How do you manage your photos? You do manage your photos, right? Whether you use Digikam, Lightroom, ACDSee or even Windows Explorer, you have a system?
Maybe you organise your photos by date. One folder per month, or one folder per photoshoot. Maybe you completely ignore folders, relying on your DAM to keep them in order.
Maybe you keep your RAWs and JPGs in the same folder with the same filenames. Maybe you develop the RAWs and then discard them, preferring to archive the JPGs. Maybe you have completely different folder structures for RAWs and JPGs.
All of these are perfectly valid choices. What they all have in common is that they’re all file management. They say nothing about your art.

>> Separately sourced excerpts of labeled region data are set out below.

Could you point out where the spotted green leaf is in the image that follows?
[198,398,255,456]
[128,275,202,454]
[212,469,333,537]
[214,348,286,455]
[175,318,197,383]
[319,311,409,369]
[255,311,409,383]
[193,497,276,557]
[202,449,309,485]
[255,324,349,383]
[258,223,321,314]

Managing your photos might mean keeping every photo you’ve ever shot, carefully stored in annual folders and backed up to three different locations. It might mean keeping a stack of 35 near-identical shots of a nesting bird, with the best shot carefully moved to the top of the stack.
Curating is different. It’s more subjective, it’s more subtle, and it asks some very difficult questions. Is this photo worth keeping? Does this image rely on other images to tell its story? Sometimes even – is this photo worth keeping?

A screenshot from ACDSee showing a gallery of photos. Individually, these are just record shots. Viewed as a sequence, they tell a powerful story about saving household waste from landfill and using it to generate electricity. This is my final selection from a much larger photoshoot. Alternative photos, rejected photos, and RAWs are all stored in another folder.
For an analogy from analogue days, managing photos was about carefully filing the negatives and then stuffing the unwanted prints – still in their envelopes – into a sideboard drawer. Curating was about carefully selecting your favourite photos and placing them in an album.
In the digital era, managing photos is about ensuring that all your photographs are stored securely and that you know exactly where they are. Curating your photos is about understanding why you keep them and ensuring they tell the stories that are important to you.
So how do you do that? Social media is the obvious answer. Facebook galleries, Instagram reels. But the lifecycle of a Facebook gallery is measured in hours. Your friends might open the gallery when it’s first published, like a few photos, and then completely forget about them.
For a more permanent way of curating your images, photobooks are a great choice. Old-school photo albums work well too. (You do print your photos, right?) You can use anything, really, that turns your photos into a story.
For me, I use a digital photo frame. Or more accurately, an old Android tablet repurposed as a digital photo frame. I’ll return to that in a future post.